Three studies published in Nature Medicine provide new insights on the immune tumour microenvironment (TME) of three cancer types. The findings have important implications for immunotherapy.

Credit: Simon Bradbrook/Springer Nature Limited

In one study, single-cell RNA sequencing was performed in 12,346 T cells from 14 patients with non-small-cell lung cancer (NSCLC). “By depicting the comprehensive T cell landscape in these patients, our study reveals the heterogeneity of T cells in the TME, including the existence of two previously uncharacterized pre-exhausted CD8+ T cell subsets,” explains Zemin Zhang. “We also uncovered lineage transitions between the pre-exhausted T cells and dysfunctional or exhausted T cells.” Importantly, a high ratio of pre-exhausted to exhausted T cells was associated with favourable patient outcomes in The Cancer Genome Atlas lung adenocarcinoma cohort, whereas a gene signature of activated regulatory T (Treg) cells portended a poor prognosis. “The discovery of two pre-exhausted T cell subsets might provide not only new avenues for lung cancer subtyping and prognostication but also new cellular and molecular targets for immunotherapies,” Zhang opines.

The second study involved profiling of T cells from breast cancers, including multi-parametric flow cytometry analyses of tumour-infiltrating lymphocytes (TILs) for 123 women (129 samples) and single-cell RNA sequencing of 6,311 T cells from 2 women with triple-negative breast cancer (TNBC). High TIL densities have previously been associated with favourable breast cancer outcomes, particularly in the TNBC or HER2+ settings; however, the new data indicate that qualitative differences in TIL populations are also important. “We show that the presence of a specific CD8+ T cell subset, comprising tissue resident memory T (TRM) cells, is associated with a favourable prognosis, suggesting that this T cell subset reflects true tumour-specific immunity,” summarizes Sherene Loi.
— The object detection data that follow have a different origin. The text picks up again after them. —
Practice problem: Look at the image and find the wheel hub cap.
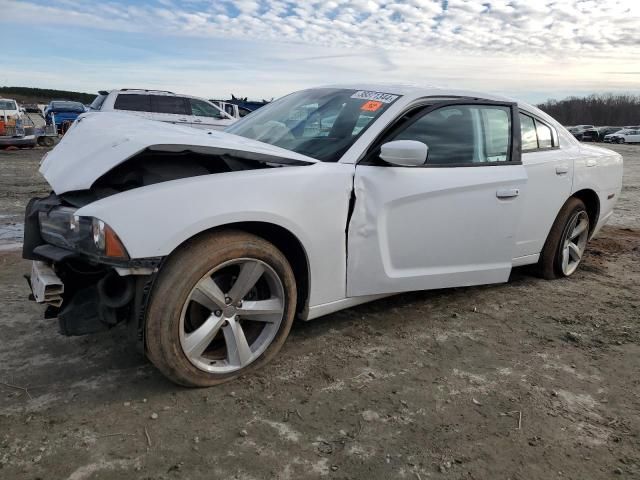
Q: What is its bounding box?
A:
[561,211,589,276]
[180,258,285,374]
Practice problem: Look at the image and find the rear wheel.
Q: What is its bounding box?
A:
[145,231,296,387]
[538,197,590,280]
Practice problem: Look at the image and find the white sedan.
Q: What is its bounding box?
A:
[24,85,622,386]
[604,128,640,143]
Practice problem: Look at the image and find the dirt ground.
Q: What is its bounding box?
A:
[0,146,640,480]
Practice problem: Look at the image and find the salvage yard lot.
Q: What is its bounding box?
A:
[0,145,640,480]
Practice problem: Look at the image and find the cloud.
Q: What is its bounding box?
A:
[5,0,640,57]
[0,0,640,101]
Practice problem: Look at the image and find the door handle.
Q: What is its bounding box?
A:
[496,188,520,198]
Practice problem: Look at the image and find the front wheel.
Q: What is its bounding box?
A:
[538,197,590,280]
[145,231,296,387]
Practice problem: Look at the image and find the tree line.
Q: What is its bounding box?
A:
[538,93,640,127]
[0,87,96,104]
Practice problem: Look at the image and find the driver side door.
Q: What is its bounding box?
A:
[347,101,527,297]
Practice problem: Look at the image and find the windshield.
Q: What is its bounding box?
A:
[226,88,400,162]
[50,102,84,112]
[0,100,18,110]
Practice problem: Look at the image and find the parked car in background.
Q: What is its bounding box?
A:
[89,88,236,130]
[23,85,622,386]
[0,98,22,123]
[0,98,24,137]
[604,128,640,143]
[597,127,622,142]
[44,100,86,131]
[569,125,599,142]
[209,100,251,119]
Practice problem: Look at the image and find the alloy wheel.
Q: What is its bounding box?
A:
[180,258,285,374]
[561,210,589,276]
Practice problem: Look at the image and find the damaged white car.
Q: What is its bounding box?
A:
[24,86,622,386]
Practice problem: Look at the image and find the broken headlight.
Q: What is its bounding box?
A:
[38,207,129,259]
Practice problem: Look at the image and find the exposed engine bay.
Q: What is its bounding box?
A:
[23,146,312,343]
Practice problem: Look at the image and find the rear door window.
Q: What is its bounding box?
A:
[189,98,227,119]
[150,95,191,115]
[389,105,511,166]
[536,120,553,148]
[113,93,151,112]
[520,113,538,152]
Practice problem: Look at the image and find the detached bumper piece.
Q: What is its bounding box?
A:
[22,194,162,340]
[29,261,64,307]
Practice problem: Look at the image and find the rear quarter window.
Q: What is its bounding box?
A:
[113,93,151,112]
[150,95,191,115]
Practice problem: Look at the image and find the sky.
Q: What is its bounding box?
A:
[0,0,640,103]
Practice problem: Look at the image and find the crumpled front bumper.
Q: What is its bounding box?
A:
[22,195,163,340]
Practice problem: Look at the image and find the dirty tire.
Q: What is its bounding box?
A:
[145,230,297,387]
[538,197,586,280]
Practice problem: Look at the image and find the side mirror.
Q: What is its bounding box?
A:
[380,140,429,167]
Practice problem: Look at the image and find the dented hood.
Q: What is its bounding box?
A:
[40,112,318,194]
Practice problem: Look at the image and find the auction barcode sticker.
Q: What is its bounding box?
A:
[351,90,399,103]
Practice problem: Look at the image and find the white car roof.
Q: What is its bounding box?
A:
[327,83,516,102]
[320,83,560,126]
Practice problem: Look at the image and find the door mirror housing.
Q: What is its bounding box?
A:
[380,140,429,167]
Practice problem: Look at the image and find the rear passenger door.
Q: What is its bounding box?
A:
[514,112,580,258]
[347,101,527,297]
[188,98,235,130]
[149,95,192,126]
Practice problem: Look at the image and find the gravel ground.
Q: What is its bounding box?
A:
[0,146,640,480]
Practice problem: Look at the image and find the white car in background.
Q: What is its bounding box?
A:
[604,128,640,143]
[89,88,236,130]
[0,98,22,123]
[23,85,622,386]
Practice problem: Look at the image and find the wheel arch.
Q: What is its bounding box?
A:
[572,188,600,236]
[169,221,311,313]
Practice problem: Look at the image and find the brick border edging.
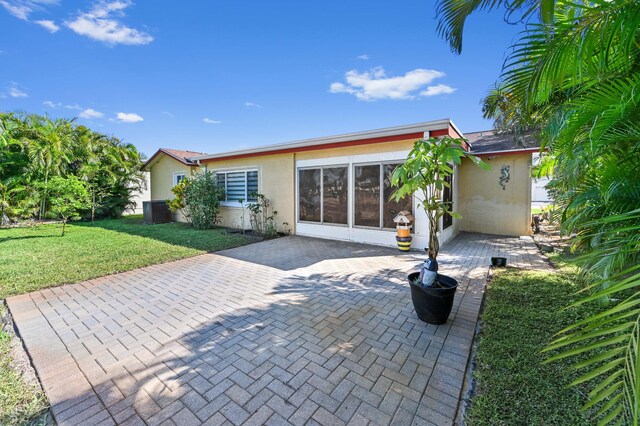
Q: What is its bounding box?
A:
[453,266,493,426]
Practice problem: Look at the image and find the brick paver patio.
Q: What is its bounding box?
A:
[7,234,545,425]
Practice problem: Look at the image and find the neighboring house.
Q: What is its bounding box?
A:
[145,119,537,248]
[531,153,553,209]
[124,172,151,215]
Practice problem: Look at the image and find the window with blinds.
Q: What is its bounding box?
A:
[216,170,258,203]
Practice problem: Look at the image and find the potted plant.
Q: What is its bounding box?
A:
[391,136,489,324]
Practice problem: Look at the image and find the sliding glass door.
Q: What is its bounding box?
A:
[298,166,349,225]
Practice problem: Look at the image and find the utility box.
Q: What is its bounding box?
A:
[142,200,171,225]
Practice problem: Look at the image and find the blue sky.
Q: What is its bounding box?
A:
[0,0,521,156]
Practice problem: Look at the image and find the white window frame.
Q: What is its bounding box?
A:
[295,162,351,228]
[351,160,415,232]
[173,172,187,186]
[213,168,260,207]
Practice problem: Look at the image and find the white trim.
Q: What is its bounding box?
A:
[211,167,262,209]
[189,118,456,161]
[294,150,428,249]
[470,146,540,157]
[173,172,187,186]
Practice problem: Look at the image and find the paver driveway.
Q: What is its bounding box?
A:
[8,234,538,425]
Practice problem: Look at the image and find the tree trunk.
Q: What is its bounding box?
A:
[428,212,440,259]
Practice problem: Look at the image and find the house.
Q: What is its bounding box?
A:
[145,119,538,248]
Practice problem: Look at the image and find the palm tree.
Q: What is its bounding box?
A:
[438,0,640,424]
[24,115,73,217]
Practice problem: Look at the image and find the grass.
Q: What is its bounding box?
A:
[467,268,598,426]
[0,215,248,299]
[0,305,47,425]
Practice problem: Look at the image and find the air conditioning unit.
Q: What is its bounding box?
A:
[142,200,171,225]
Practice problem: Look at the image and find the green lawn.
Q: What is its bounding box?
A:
[467,269,595,426]
[0,305,47,425]
[0,216,248,299]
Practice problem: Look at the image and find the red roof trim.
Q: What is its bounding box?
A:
[471,148,540,157]
[200,130,428,163]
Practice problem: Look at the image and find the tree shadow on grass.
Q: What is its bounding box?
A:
[84,217,252,252]
[0,234,60,244]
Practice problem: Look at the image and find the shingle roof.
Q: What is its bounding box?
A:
[464,130,540,154]
[143,148,204,168]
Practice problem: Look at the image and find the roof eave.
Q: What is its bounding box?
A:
[189,118,452,161]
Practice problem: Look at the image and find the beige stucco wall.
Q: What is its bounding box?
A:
[295,139,417,160]
[147,154,196,201]
[147,153,198,222]
[457,153,531,235]
[206,154,295,232]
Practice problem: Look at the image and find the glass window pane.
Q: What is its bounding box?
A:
[442,175,453,229]
[227,172,247,202]
[354,165,380,228]
[216,173,227,201]
[382,164,413,228]
[322,167,349,225]
[298,169,320,222]
[247,170,258,202]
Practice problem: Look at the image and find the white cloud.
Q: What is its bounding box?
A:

The TRM cells expressed high levels of immune-checkpoint proteins (PD-1, TIM3, LAG3, TIGIT, and CTLA-4) and cytotoxic factors (granzyme B and perforin). Moreover, a small subgroup of TRM-like cells showed signs of proliferation, suggestive of active antitumour responses. Thus, the TRM cell subset might identify not only patients with a favourable prognosis but also good candidates for immune-checkpoint inhibition (ICI), which has generally limited efficacy against breast cancers.

“Interestingly, Zhang and colleagues report, similarly to us, heterogeneity in the T cell population, specifically the CD8+ T cell population. Indeed, they found a number of lung cancer CD8+ T cells subsets that had TRM cell-like features,” says Loi. “They describe the transition of T cells through differentiation states reaching a ‘pre-exhausted’ then ‘exhausted’ state, with the latter subset expressing high levels of multiple immune-checkpoint proteins,” adds Paul Neeson, a co-author of the breast cancer study. “We don’t believe that ‘exhausted’ is the correct term: the cells might not be active in destroying the cancer at the time of tumour sampling owing to the hostility of the TME, particularly the presence of immunosuppressive checkpoint proteins, rather than being exhausted per se,” says Neeson. Thus, whether tumour-infiltrating TRM cells and the T cells described as ‘exhausted’, which seem to be a subset of TRM cells, can be reinvigorated using ICI is an important question.

In the third study, the abundance of BDCA3+ stimulatory dendritic cells (SDCs) in the melanoma TME was positively correlated with peri-tumour TIL densities and responsiveness to ICI. Using bulk tumour RNA sequencing, the authors found that SDC abundance is determined by natural killer (NK) cell-dependent production of FLT3LG in the TME. “A key nuance of our findings is that even though ICI largely targets T cells, other cell types, including NK cells and SDCs acting upstream of T cells, are predictive of patient responsiveness,” says Matthew Krummel, who led this study. “Our findings, together with those reported in the other papers, lead to an intriguing hypothesis that SDCs and NK cells in the TME could be important players in reinvigorating TRM cells or exhausted T cells; we propose that targeting novel pathways to increase the number and activation state of NK cells in the TME will prove to have orthogonal benefits to those provided by ICI,” he concludes.